Material prepared for the Wednesday press conference by Patrick R. Donahoe, postmaster general and CEO, says Postal Service market research and other research has indicated that nearly 7 in 10 Americans support the switch to five-day delivery as a way for the Postal Service to reduce costs.
"The Postal Service is advancing an important new approach to delivery that reflects the strong growth of our package business and responds to the financial realities resulting from America's changing mailing habits," Donahoe said in a statement prepared for the announcement. "We developed this approach by working with our customers to understand their delivery needs and by identifying creative ways to generate significant cost savings." The Postal Service is making the announcement Wednesday, more than six months before the switch, to give residential and business customers time to plan and adjust, the statement said.
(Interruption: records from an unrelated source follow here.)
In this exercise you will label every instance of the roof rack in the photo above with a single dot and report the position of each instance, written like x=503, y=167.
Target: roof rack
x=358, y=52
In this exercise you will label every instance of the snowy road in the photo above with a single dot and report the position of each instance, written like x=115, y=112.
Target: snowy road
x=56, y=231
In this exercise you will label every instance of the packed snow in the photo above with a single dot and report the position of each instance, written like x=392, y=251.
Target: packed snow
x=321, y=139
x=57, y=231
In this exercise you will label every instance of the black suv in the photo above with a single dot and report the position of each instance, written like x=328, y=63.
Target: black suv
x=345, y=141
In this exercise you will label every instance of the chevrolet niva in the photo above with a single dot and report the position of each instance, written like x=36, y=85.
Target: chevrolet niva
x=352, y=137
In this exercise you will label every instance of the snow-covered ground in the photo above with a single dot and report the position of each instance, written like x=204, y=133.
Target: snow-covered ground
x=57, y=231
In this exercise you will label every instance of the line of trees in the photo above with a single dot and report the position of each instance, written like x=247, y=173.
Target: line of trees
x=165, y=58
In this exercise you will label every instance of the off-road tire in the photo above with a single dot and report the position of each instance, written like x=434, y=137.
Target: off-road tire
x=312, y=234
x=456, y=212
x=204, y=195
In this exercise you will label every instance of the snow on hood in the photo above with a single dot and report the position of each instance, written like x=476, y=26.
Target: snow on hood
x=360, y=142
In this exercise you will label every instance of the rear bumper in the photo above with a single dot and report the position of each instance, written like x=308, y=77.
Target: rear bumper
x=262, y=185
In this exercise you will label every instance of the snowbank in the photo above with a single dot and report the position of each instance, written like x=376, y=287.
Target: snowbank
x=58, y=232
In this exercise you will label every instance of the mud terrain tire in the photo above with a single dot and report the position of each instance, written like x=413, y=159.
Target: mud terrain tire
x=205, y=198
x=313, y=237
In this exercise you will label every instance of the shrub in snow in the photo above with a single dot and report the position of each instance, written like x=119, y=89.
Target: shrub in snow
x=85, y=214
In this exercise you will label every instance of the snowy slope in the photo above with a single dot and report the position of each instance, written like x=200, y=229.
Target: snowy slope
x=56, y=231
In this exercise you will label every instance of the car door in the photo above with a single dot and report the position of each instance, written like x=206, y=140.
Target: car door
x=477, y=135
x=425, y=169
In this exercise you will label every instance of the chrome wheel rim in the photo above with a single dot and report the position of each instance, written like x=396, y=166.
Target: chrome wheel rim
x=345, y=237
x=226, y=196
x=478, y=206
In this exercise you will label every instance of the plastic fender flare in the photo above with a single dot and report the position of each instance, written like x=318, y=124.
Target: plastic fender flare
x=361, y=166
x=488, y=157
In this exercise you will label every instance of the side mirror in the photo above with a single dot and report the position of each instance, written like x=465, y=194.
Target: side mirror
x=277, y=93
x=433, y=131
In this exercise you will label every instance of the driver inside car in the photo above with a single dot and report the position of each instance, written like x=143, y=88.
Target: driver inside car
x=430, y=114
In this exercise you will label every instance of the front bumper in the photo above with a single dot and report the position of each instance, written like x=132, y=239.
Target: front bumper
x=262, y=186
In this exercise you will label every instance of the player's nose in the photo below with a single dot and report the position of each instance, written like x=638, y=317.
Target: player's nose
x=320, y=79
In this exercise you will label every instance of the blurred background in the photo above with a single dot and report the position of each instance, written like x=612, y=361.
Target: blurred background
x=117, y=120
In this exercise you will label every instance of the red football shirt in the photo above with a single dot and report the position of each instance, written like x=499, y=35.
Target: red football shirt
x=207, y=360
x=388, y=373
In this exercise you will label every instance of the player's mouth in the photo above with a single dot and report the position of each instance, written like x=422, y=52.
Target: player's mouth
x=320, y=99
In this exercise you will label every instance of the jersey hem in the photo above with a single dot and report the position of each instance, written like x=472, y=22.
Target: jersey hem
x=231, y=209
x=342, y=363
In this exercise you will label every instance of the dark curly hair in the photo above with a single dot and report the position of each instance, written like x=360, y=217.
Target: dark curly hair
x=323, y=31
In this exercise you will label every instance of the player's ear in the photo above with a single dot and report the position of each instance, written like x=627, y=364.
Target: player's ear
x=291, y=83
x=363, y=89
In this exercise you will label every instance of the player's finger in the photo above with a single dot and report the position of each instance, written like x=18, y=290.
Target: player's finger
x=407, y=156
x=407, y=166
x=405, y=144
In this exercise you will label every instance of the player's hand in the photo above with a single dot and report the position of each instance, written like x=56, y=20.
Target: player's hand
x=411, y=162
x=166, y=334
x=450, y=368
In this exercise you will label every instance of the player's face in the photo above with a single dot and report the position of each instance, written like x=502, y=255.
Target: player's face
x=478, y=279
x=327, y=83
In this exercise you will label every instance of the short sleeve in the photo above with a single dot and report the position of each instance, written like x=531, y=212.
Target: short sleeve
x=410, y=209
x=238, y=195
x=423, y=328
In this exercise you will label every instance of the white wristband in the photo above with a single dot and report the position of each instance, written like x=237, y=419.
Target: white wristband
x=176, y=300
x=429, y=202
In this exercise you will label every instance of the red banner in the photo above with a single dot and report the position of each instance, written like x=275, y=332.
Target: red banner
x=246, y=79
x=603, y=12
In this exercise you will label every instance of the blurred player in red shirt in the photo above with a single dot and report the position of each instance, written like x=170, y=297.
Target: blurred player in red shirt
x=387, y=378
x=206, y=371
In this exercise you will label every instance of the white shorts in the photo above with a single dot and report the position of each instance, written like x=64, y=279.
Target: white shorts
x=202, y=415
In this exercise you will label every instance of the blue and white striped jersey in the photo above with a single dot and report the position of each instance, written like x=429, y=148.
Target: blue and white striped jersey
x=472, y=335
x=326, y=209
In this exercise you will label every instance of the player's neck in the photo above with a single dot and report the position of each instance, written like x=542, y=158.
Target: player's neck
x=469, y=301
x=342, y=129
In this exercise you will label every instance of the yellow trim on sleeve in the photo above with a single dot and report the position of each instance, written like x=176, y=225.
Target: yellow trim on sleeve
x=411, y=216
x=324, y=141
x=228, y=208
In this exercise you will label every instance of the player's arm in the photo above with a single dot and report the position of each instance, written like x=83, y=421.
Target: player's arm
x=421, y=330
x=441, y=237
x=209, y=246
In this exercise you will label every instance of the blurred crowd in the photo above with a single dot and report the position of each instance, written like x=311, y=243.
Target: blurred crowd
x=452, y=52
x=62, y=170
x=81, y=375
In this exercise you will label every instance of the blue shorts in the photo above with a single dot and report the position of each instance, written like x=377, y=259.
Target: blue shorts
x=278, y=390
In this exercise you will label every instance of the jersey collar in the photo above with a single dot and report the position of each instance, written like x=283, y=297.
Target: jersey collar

"The American public understands the financial challenges of the Postal Service and supports these steps as a responsible and reasonable approach to improving our financial situation," Donahoe said. "The Postal Service has a responsibility to take the steps necessary to return to long-term financial stability and ensure the continued affordability of the U.S. Mail." He said the change would mean a combination of employee reassignment and attrition and is expected to achieve cost savings of approximately $2 billion annually when fully implemented.
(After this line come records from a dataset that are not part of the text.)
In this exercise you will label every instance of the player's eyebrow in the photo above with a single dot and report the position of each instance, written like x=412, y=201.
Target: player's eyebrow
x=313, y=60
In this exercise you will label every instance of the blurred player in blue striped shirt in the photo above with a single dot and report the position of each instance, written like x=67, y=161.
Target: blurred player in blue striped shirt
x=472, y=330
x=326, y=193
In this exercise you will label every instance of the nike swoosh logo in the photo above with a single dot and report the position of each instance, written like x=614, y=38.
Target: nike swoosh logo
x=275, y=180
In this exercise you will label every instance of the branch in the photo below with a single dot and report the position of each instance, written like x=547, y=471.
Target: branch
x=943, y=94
The agency in November reported an annual loss of a record $15.9 billion for the last budget year and forecast more red ink in 2013, capping a tumultuous year in which it was forced to default on billions in retiree health benefit prepayments to avert bankruptcy.
The financial losses for the fiscal year ending Sept. 30 were more than triple the $5.1 billion loss in the previous year. Having reached its borrowing limit, the mail agency is operating with little cash on hand.
The agency's biggest problem -- and the majority of the red ink in 2012 -- was not due to reduced mail flow but rather to mounting mandatory costs for future retiree health benefits, which made up $11.1 billion of the losses. Without that and other related labor expenses, the mail agency sustained an operating loss of $2.4 billion, lower than the previous year.
The health payments are a requirement imposed by Congress in 2006 that the post office set aside $55 billion in an account to cover future medical costs for retirees. The idea was to put $5.5 billion a year into the account for 10 years. That's $5.5 billion the post office doesn't have.
No other government agency is required to make such a payment for future medical benefits. Postal authorities wanted Congress to address the issue last year, but lawmakers finished their session without getting it done. So officials are moving ahead to accelerate their own plan for cost-cutting.
The Postal Service is in the midst of a major restructuring throughout its retail, delivery and mail processing operations. Since 2006, it has cut annual costs by about $15 billion, reduced the size of its career workforce by 193,000 or by 28 percent, and has consolidated more than 200 mail processing locations, officials say.
They say that while the change in the delivery schedule announced Wednesday is one of the actions needed to restore the financial health of the service, they still urgently need lawmakers to act. Officials say they continue to press for legislation that will give them greater flexibility to control costs and make new revenues.